Hace
ya 42 años, que una tarde de febrero se puedo escuchar en la radio la entrada a
gritos de un grupo de guardias civiles
encabezados por un personaje que simbolizaba lo más oscuro de la historia de
España, bigote incluido. Fue un momento de desconcierto absoluto, pues, aunque
vivíamos con la Espada de Damocles del franquismo encima de nuestras cabezas,
desde que muerto el dictador su corte no tuvo más remedio que aceptar una
tímida apertura hacia la democracia, entrando en lo que se acabó llamando La
Transición, que no fue otra cosa que la acomodación del franquismo a los nuevos
tiempos que exigíamos los españoles, pero que, a pesar de su vigilancia
cuartelera no pudieron manejar a su antojo.
“¡Se
sienten, coño! “¡Al suelo!” O ese “a quien se mueve lo matamos y listo”, que se
escuchó en un momento del asalto, son la síntesis de lo que pretendía aquel golpe
de estado, quién sabe si tratando de emular a otro en la mente de todos.

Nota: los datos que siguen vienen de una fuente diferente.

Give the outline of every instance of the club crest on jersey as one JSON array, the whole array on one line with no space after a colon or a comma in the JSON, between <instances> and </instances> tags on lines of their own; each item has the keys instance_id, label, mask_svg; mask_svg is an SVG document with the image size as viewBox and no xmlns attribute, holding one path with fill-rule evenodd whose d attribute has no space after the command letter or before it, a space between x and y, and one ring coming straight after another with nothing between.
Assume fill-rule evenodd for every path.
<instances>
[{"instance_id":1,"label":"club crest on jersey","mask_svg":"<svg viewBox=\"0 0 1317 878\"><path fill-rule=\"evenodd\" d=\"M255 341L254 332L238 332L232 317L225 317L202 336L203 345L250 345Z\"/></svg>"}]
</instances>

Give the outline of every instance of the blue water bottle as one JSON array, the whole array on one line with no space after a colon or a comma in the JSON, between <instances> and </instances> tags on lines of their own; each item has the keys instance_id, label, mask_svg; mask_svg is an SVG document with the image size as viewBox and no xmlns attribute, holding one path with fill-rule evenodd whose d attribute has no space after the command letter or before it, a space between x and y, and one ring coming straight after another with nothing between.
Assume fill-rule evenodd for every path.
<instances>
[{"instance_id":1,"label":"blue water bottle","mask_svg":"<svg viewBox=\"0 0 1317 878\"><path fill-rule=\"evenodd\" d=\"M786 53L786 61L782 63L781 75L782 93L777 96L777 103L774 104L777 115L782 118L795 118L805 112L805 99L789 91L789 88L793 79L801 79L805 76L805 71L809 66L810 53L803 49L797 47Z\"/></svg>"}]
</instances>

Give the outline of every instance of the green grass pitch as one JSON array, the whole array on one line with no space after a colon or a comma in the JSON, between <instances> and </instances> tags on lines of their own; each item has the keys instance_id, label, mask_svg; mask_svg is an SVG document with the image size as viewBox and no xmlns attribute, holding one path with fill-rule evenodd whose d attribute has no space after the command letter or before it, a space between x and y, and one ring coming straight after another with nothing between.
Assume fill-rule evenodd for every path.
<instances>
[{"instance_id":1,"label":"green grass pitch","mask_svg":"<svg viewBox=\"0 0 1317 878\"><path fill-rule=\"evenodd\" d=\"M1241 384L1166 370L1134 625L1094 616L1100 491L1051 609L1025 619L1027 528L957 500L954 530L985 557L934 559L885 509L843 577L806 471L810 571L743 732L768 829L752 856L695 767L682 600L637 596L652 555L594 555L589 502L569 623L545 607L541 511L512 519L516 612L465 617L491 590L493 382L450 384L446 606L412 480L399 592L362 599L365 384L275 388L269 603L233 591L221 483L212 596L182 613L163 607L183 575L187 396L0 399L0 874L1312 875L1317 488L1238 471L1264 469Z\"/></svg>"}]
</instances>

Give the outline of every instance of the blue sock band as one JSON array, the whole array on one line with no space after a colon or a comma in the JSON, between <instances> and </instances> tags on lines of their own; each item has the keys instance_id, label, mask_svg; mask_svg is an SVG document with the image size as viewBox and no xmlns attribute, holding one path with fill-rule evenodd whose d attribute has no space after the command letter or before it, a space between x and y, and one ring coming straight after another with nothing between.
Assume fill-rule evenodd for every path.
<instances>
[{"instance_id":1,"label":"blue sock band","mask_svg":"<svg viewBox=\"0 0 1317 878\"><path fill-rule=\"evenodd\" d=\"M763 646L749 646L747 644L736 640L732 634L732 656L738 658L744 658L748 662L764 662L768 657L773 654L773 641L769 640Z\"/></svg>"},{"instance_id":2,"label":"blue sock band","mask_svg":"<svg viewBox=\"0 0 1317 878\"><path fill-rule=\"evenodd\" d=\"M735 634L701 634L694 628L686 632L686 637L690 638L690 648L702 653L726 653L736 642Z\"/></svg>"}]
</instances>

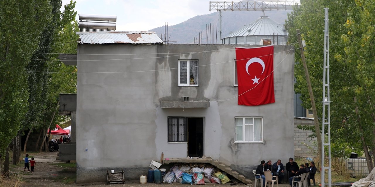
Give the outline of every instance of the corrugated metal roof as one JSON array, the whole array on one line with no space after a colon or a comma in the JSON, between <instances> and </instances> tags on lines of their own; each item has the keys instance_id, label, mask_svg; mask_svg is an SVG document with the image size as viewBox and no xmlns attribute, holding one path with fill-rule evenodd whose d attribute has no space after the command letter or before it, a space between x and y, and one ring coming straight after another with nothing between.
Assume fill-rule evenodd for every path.
<instances>
[{"instance_id":1,"label":"corrugated metal roof","mask_svg":"<svg viewBox=\"0 0 375 187\"><path fill-rule=\"evenodd\" d=\"M267 16L262 16L225 38L248 36L288 36L284 25Z\"/></svg>"},{"instance_id":2,"label":"corrugated metal roof","mask_svg":"<svg viewBox=\"0 0 375 187\"><path fill-rule=\"evenodd\" d=\"M77 32L81 43L162 43L154 32L147 31Z\"/></svg>"}]
</instances>

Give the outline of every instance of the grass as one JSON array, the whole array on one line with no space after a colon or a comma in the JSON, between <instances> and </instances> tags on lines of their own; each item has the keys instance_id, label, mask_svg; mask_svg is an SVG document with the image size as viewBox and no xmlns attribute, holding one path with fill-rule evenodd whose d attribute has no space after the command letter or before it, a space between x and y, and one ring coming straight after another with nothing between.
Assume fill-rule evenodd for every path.
<instances>
[{"instance_id":1,"label":"grass","mask_svg":"<svg viewBox=\"0 0 375 187\"><path fill-rule=\"evenodd\" d=\"M19 173L11 174L9 178L0 176L0 186L21 187L22 183L22 176Z\"/></svg>"},{"instance_id":2,"label":"grass","mask_svg":"<svg viewBox=\"0 0 375 187\"><path fill-rule=\"evenodd\" d=\"M314 158L313 158L313 159L314 159ZM310 161L307 160L306 158L302 157L296 157L294 162L298 164L298 166L299 165L304 164L305 162L310 163ZM325 161L325 163L328 163L328 160ZM342 167L339 167L338 166L334 166L334 164L335 163L334 162L331 162L331 165L333 168L334 168L336 167L337 168L340 168L340 169L346 169L345 167L344 167L344 168L342 168ZM315 164L317 164L317 163L315 163ZM344 174L339 174L339 171L341 171L341 173L344 173ZM328 182L328 170L326 170L326 172L324 174L324 178L325 178L324 181L326 183L327 183ZM320 172L317 171L316 174L315 175L315 181L317 186L319 185L319 184L321 183L321 175ZM340 183L343 182L355 182L359 180L359 178L354 178L351 177L350 175L346 171L343 172L343 171L339 171L338 170L333 169L331 171L331 179L332 180L332 183Z\"/></svg>"},{"instance_id":3,"label":"grass","mask_svg":"<svg viewBox=\"0 0 375 187\"><path fill-rule=\"evenodd\" d=\"M75 163L51 163L51 165L56 165L63 168L76 168Z\"/></svg>"}]
</instances>

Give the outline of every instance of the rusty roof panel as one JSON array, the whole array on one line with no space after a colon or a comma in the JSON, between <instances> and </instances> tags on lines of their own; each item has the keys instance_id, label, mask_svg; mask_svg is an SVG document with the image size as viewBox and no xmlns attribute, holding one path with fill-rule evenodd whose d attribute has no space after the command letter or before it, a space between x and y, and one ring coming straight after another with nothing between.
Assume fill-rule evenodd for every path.
<instances>
[{"instance_id":1,"label":"rusty roof panel","mask_svg":"<svg viewBox=\"0 0 375 187\"><path fill-rule=\"evenodd\" d=\"M109 31L77 32L81 43L162 43L163 42L153 32Z\"/></svg>"}]
</instances>

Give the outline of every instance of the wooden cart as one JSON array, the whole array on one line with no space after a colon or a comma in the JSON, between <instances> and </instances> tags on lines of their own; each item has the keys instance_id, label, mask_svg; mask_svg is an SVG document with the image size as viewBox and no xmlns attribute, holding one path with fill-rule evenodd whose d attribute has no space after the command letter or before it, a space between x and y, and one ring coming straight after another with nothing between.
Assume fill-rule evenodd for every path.
<instances>
[{"instance_id":1,"label":"wooden cart","mask_svg":"<svg viewBox=\"0 0 375 187\"><path fill-rule=\"evenodd\" d=\"M107 181L108 184L124 184L125 182L125 175L124 174L124 171L122 170L121 171L112 173L109 172L108 170L107 170Z\"/></svg>"}]
</instances>

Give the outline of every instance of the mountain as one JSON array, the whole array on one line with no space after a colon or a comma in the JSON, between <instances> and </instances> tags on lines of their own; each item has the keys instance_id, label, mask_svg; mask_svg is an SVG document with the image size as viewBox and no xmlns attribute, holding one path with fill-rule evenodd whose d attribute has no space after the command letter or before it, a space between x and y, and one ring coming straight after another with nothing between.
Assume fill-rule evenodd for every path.
<instances>
[{"instance_id":1,"label":"mountain","mask_svg":"<svg viewBox=\"0 0 375 187\"><path fill-rule=\"evenodd\" d=\"M266 15L276 22L281 24L285 23L287 18L287 13L290 10L266 11ZM191 44L193 43L194 38L199 38L199 33L203 33L204 43L206 43L206 28L207 24L210 24L213 27L213 39L212 37L212 30L211 31L211 43L216 37L216 31L217 31L217 43L221 43L219 33L220 25L219 22L219 12L215 12L209 14L197 16L192 18L186 21L174 25L169 25L168 27L170 38L170 41L177 41L171 43ZM222 24L222 37L224 38L231 32L236 31L242 28L244 25L253 22L260 17L263 16L261 11L226 11L222 12L221 13ZM217 30L216 24L217 24ZM150 30L157 34L164 36L164 26L162 26ZM208 30L210 28L208 26ZM210 43L210 35L208 34L208 43Z\"/></svg>"}]
</instances>

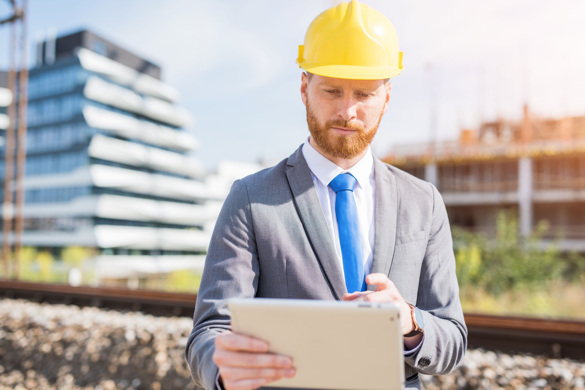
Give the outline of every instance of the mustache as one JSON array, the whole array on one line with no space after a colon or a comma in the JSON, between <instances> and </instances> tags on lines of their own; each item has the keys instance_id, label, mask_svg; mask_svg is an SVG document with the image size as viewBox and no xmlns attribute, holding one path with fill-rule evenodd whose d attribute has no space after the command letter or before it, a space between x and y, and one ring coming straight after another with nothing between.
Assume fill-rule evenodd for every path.
<instances>
[{"instance_id":1,"label":"mustache","mask_svg":"<svg viewBox=\"0 0 585 390\"><path fill-rule=\"evenodd\" d=\"M357 130L360 133L366 131L363 126L354 122L343 120L343 119L332 119L325 122L324 128L329 128L331 127L345 127L346 128L350 128L352 130Z\"/></svg>"}]
</instances>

Ahí se
resume el miedo de la sociedad española ante la irrupción, otra vez, de los
uniformados en su vida pública y privada. El temor de todos los que pensaban
que la democracia había triunfado sobre ese fascismo castizo de “Cara al Sol” y
“a Dios rogando y con el mazo dando”, y en esa tarde del 23 de febrero, de climatología
agradable para la época, sintieron/sentimos que este país, castigado como Sísifo,
estaba condenado a fracasar una y otra vez en sus anhelos de libertad.
Han
pasado 42 años y aunque han cambiado muchas cosas, volvemos a sentir que la
roca del antiguo griego vuelve a pesar sobre nuestra espalda. No porque las
libertades estén en retroceso por que el ideario moralista, retrógrado y falsario
se vaya instalando en la conciencia de la sociedad, como si de un virus
inoculado por los medios que lo jalean se tratase. Lo que realmente produce
miedo es el lenguaje deslegitimador de la democracia. La insistente acusación
de traición a la patria contra aquellos que ocupan el poder que cierta derecha,
y no toda extrema, cree que solo les pertenece a ellos; las palabras gruesas,
cargadas de maldad e intención, que solo tienen por fin el desprestigio de
gobiernos e instituciones democráticamente elegidos; y la mentira como único
argumento de debate, hacen que hoy la democracia esté en peligro y que los demócratas
nos acordemos del 23-f de 1981, no como un recuerdo aciago del pasado, sino
como una amenaza más real que nunca. Por que
esta vez, es posible que no hagan falta tejeros ni armadas para que el fascismo
llegue el poder, si es que alguna vez lo ha perdido.